The easiest way to install pulp is via PyPi

If pip is available on your system:

python -m pip install pulp

Otherwise follow the download instructions on the PyPi page.

If you want to install the latest version from github you can run the following:

python -m pip install -U git+https://github.com/coin-or/pulp

On Linux and OSX systems the tests must be run to make the default solver executable.

sudo pulptest

Examples

See the examples directory for examples.

PuLP requires Python 2.7 or Python >= 3.4.

The examples use the default solver (CBC). To use other solvers they must be available (installed and accessible). For more information on how to do that, see the guide on configuring solvers.

Documentation

Documentation is found on https://coin-or.github.io/pulp/.

Use LpVariable() to create new variables. To create a variable 0 <= x <= 3:

x = LpVariable("x", 0, 3)

To create a variable 0 <= y <= 1:

y = LpVariable("y", 0, 1)

Use LpProblem() to create new problems. Create “myProblem”:

prob = LpProblem("myProblem", LpMinimize)

Combine variables to create expressions and constraints, then add them to the problem:

prob += x + y <= 2

If you add an expression (not a constraint), it will become the objective:

prob += -4*x + y

To solve with the default included solver:

status = prob.solve()

To use another sovler to solve the problem:

status = prob.solve(GLPK(msg = 0))

Display the status of the solution:

LpStatus[status]
> 'Optimal'

You can get the value of the variables using value(). ex:

value(x)
> 2.0

Exported Classes:

  • LpProblem – Container class for a Linear programming problem

  • LpVariable – Variables that are added to constraints in the LP

  • LpConstraint – A constraint of the general form

    a1x1+a2x2 …anxn (<=, =, >=) b

  • LpConstraintVar – Used to construct a column of the model in column-wise modelling

Exported Functions:

  • value() – Finds the value of a variable or expression

  • lpSum() – given a list of the form [a1*x1, a2x2, …, anxn] will construct a linear expression to be used as a constraint or variable

  • lpDot() –given two lists of the form [a1, a2, …, an] and [ x1, x2, …, xn] will construct a linear expression to be used as a constraint or variable

Building the documentation

The PuLP documentation is built with Sphinx.
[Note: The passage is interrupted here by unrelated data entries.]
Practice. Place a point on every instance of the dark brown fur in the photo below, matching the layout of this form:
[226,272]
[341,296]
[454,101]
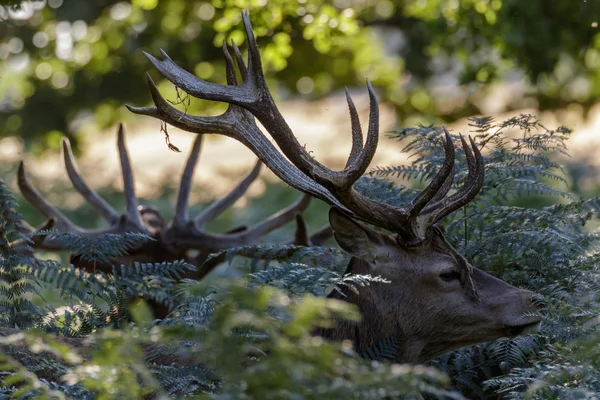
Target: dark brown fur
[430,315]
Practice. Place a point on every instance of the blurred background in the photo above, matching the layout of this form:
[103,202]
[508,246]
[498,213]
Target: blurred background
[68,67]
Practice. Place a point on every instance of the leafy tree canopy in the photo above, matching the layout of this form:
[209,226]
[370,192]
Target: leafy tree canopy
[67,60]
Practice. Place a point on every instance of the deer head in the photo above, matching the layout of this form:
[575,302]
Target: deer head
[435,301]
[174,240]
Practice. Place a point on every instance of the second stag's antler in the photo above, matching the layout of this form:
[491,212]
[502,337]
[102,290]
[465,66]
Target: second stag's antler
[252,99]
[172,241]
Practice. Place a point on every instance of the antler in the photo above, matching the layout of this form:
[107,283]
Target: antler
[128,222]
[294,164]
[182,234]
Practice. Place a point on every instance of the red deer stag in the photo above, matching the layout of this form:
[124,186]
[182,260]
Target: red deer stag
[436,301]
[175,240]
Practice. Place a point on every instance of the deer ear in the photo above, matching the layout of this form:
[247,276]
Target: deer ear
[354,238]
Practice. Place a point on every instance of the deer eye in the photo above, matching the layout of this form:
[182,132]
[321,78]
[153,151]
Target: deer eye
[449,276]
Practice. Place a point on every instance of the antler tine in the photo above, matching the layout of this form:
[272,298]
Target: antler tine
[254,96]
[237,124]
[82,187]
[37,200]
[433,189]
[468,191]
[185,186]
[131,201]
[321,236]
[357,139]
[219,206]
[278,219]
[229,67]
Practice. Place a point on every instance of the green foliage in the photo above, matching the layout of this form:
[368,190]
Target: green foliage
[550,249]
[249,336]
[16,309]
[67,62]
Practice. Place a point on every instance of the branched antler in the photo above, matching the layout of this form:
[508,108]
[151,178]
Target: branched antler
[173,240]
[252,99]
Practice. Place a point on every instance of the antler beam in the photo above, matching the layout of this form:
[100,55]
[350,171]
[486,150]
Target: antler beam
[252,99]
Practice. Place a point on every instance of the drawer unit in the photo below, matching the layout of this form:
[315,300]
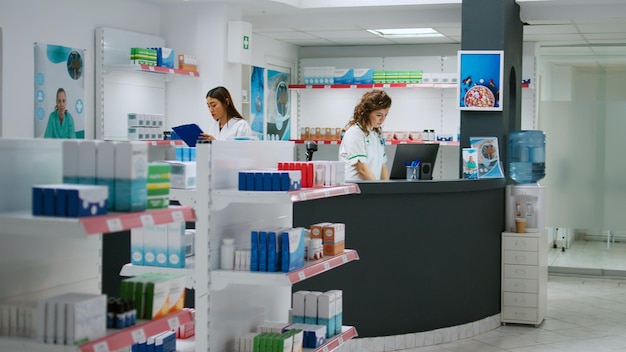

We recommended using a virtual environment to build the documentation locally.

To build, run the following in a terminal window, in the PuLP root directory

cd pulp
python -m pip install -r requirements-dev.txt
cd doc
make html

A folder named html will be created inside the build/ directory. The home page for the documentation is doc/build/html/index.html which can be opened in a browser.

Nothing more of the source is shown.